お客さまからのご要望で、
建物を建て替えすることになりました。
しかし、既存の建物は地盤が弱かったため、
地盤改良工事(現場打ちセメント杭)が施工されていました。
困ったことに、基本的には地中杭は抜かなければなりません。
そして、その時の撤去費用は杭を打つ工事費用より、
杭を抜く工事の方がはるかに高額となります。
そもそも地中に埋設している杭をきれいに抜く、完全に
撤去することは困難であると思います。
そこで今回はお施主さんとその後の利用に応じ、
どの程度まで撤去するか、検討しなければなりません。
まず、地中杭が深く地盤に刺さっている場合は、
途中でカットする方法。
また、土地に余裕がある場合は杭が打ってあるラインを
避けながら工事を行う方法等が考えられます。
いずれにしても改良工事を施工している物件は要注意です。
もちろん改良工事が必要な物件はあります。
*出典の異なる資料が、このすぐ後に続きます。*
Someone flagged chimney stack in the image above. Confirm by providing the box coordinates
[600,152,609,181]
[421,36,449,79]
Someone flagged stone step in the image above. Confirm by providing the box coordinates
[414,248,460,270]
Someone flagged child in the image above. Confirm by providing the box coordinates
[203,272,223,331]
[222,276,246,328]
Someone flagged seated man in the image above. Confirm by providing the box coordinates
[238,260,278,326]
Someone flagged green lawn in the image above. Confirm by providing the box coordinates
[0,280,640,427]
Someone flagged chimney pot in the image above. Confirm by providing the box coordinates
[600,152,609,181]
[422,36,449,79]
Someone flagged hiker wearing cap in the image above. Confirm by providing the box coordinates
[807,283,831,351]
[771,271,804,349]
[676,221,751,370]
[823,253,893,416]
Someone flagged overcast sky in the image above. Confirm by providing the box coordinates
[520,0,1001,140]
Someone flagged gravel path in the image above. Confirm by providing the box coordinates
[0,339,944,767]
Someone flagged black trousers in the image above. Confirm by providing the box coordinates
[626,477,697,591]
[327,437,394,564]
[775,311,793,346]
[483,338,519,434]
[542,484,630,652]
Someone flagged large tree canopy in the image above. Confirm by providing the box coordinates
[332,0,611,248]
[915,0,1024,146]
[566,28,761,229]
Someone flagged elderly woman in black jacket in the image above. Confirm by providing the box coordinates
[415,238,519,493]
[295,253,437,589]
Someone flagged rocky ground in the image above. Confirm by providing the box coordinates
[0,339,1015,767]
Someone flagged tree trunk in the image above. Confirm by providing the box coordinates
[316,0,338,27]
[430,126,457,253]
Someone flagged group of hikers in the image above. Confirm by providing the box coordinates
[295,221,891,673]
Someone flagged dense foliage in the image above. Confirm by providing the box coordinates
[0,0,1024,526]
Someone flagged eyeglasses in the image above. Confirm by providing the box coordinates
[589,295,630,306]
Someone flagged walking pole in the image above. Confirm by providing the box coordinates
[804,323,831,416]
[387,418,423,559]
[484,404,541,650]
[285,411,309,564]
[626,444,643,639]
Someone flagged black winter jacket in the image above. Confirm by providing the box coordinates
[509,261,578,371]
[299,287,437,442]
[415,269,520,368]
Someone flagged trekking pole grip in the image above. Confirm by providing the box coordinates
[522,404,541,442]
しかし、
必要が無い場合は絶対にしない方が良いということです。
数年前、住宅業界は「改良工事ありきの地盤調査」が、
当たり前のような風習になっていました。
それは調査をするのが地盤改良会社だったからです。
今後もおそらく増え続ける「杭抜き工事」。
その問題を、簡単に解決できるやりかたが現れることを
心から願うばかりです。
▲改良工事を行うと、「地中埋設物有物件」として資産価値が下がる可能性があります。